The beneficiaries of wars and disasters are mostly multinationals and big companies which salivate for profits. In Sri Lanka, it was largely the mighty Chinese companies that rushed to profit from the corruption-ridden post-war reconstruction process.
Applying Klein’s Disaster Capitalism theory to the Ukraine war, big construction companies of the West or from Russia if Ukraine capitulates to Russia must be ready with plans to make profits from the misery of the Ukrainian people. A conservative estimate puts that the rebuilding cost alone will be around US$ 200 billion at the present destruction level.
Already the Western arms industry is making a killing from the Ukraine war. It is not perturbed by warnings that the war is unleashing an international disaster in the form of a global food crisis that could cause economic genocide in poor nations.
When countries were opening up after more than two years of lockdowns due to the Covid-19 pandemic, the last thing the suffering people all over the world want is a war that can disrupt food and fertilizer supply chains, shoot up food and energy prices, and slow down economic growth. But this is exactly what is happening now. The Ukraine war could have been averted, if only the West had set aside its geopolitical agendas, understood Russia’s security worries, and thought altruistically about the welfare of suffering people, especially in vulnerable nations.

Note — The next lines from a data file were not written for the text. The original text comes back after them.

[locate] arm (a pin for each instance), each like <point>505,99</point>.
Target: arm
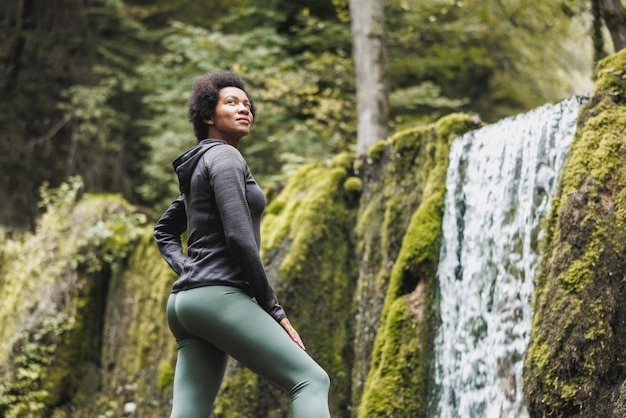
<point>167,232</point>
<point>228,180</point>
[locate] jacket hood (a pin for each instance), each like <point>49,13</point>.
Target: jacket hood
<point>186,163</point>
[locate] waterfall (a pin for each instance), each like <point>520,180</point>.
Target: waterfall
<point>500,181</point>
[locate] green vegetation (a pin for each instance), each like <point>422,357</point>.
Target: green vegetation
<point>575,358</point>
<point>117,117</point>
<point>399,381</point>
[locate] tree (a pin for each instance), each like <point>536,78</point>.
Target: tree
<point>614,15</point>
<point>370,62</point>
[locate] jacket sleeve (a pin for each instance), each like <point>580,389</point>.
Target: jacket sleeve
<point>229,186</point>
<point>167,234</point>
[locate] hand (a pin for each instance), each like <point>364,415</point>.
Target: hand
<point>292,332</point>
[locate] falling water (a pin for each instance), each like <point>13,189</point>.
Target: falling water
<point>500,182</point>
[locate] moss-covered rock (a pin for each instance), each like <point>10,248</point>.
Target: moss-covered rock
<point>54,285</point>
<point>397,236</point>
<point>575,363</point>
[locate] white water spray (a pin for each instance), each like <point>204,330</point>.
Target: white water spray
<point>500,182</point>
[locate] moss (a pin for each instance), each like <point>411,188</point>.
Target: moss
<point>397,374</point>
<point>51,341</point>
<point>376,151</point>
<point>610,76</point>
<point>409,234</point>
<point>307,250</point>
<point>353,185</point>
<point>575,360</point>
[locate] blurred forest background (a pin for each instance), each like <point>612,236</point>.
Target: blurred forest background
<point>98,88</point>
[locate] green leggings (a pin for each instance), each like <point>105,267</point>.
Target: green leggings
<point>212,322</point>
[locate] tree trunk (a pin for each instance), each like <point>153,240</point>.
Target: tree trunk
<point>614,15</point>
<point>370,60</point>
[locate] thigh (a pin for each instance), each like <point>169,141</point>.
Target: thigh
<point>241,328</point>
<point>199,372</point>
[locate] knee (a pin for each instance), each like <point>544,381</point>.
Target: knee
<point>320,379</point>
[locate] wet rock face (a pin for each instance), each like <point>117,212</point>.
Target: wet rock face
<point>574,365</point>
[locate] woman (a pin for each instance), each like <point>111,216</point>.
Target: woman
<point>210,310</point>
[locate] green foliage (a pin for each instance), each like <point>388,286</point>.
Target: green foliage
<point>399,380</point>
<point>485,57</point>
<point>574,359</point>
<point>47,340</point>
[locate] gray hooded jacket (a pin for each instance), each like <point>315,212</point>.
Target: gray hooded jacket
<point>221,207</point>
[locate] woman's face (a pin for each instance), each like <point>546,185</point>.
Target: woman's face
<point>232,117</point>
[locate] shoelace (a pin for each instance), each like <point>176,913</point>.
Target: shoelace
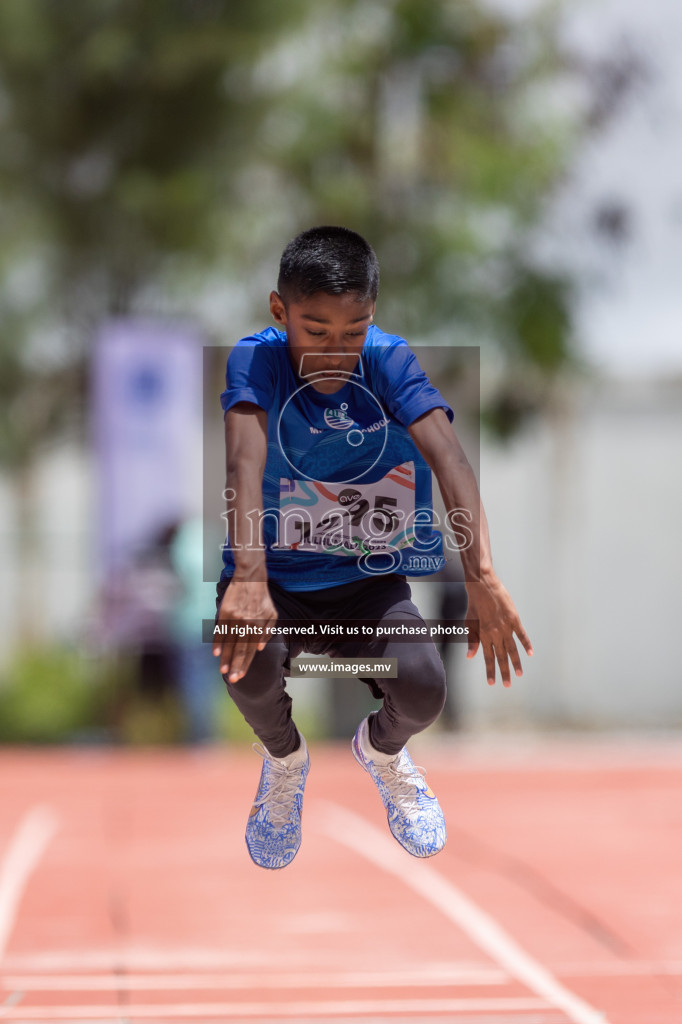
<point>402,779</point>
<point>283,785</point>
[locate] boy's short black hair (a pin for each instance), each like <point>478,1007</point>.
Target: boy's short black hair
<point>335,260</point>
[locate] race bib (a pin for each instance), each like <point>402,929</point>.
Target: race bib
<point>348,518</point>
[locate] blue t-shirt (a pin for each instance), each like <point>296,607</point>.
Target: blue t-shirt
<point>346,494</point>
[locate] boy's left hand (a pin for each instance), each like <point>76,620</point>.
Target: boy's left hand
<point>498,619</point>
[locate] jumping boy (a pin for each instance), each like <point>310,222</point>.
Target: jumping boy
<point>332,431</point>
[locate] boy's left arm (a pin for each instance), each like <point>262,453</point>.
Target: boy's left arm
<point>489,603</point>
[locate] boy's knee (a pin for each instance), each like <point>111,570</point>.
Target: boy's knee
<point>424,676</point>
<point>263,674</point>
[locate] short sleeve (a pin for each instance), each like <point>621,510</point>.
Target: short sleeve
<point>406,390</point>
<point>251,374</point>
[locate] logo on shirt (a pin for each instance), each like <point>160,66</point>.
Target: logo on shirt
<point>338,419</point>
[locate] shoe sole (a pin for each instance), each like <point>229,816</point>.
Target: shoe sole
<point>421,855</point>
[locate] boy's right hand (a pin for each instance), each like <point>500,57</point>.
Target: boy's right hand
<point>244,603</point>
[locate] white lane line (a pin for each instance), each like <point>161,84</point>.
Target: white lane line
<point>347,827</point>
<point>297,1010</point>
<point>20,859</point>
<point>179,982</point>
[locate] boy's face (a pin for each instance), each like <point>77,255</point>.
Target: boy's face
<point>325,334</point>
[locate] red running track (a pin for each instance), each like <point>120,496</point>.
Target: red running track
<point>127,895</point>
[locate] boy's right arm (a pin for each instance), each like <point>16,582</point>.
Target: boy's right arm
<point>247,599</point>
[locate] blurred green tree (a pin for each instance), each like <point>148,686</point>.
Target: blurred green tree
<point>141,141</point>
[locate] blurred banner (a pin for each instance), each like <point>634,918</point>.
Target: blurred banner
<point>146,422</point>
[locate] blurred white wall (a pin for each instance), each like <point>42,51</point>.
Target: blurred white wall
<point>585,519</point>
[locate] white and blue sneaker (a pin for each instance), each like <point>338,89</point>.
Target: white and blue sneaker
<point>273,828</point>
<point>415,817</point>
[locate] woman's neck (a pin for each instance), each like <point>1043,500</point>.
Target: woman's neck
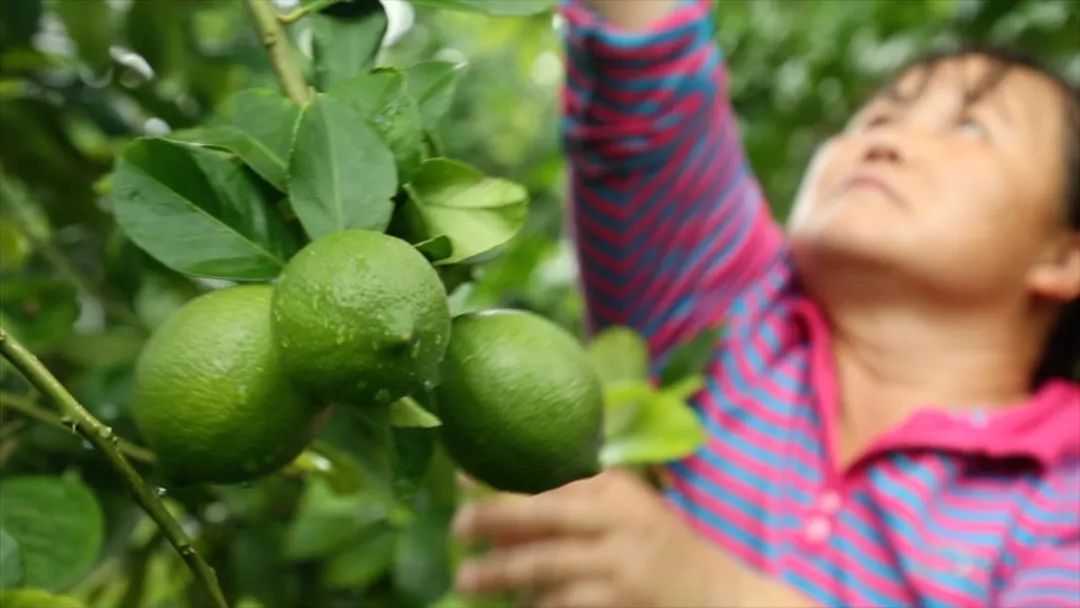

Instead of channelling billions of dollars required to bail out nations suffering from economic hardships or alleviate global poverty, the West is pumping money into Ukraine’s war effort. On Wednesday, United States President Joe Biden pledged an additional $3 billion worth of weapons to Ukraine, taking the total US military aid and other assistance to that nation since the start of the war to US$ 50 billion. The amount will be much higher if we were to include the assistance provided by Washington’s western allies. The war chest swells while in the West people complain of the rising cost of living and energy prices. Certainly, food and energy prices would have been much less, if the West had not triggered the war. Yes, the Ukraine war did not start in February this year with Russia’s invasion. It began with the West-engineered 2014 coup which ousted Ukraine’s pro-Kremlin President.
It appears Western leaders have mixed up priorities when they put geopolitics ahead of moves to alleviate hunger and economic hardships.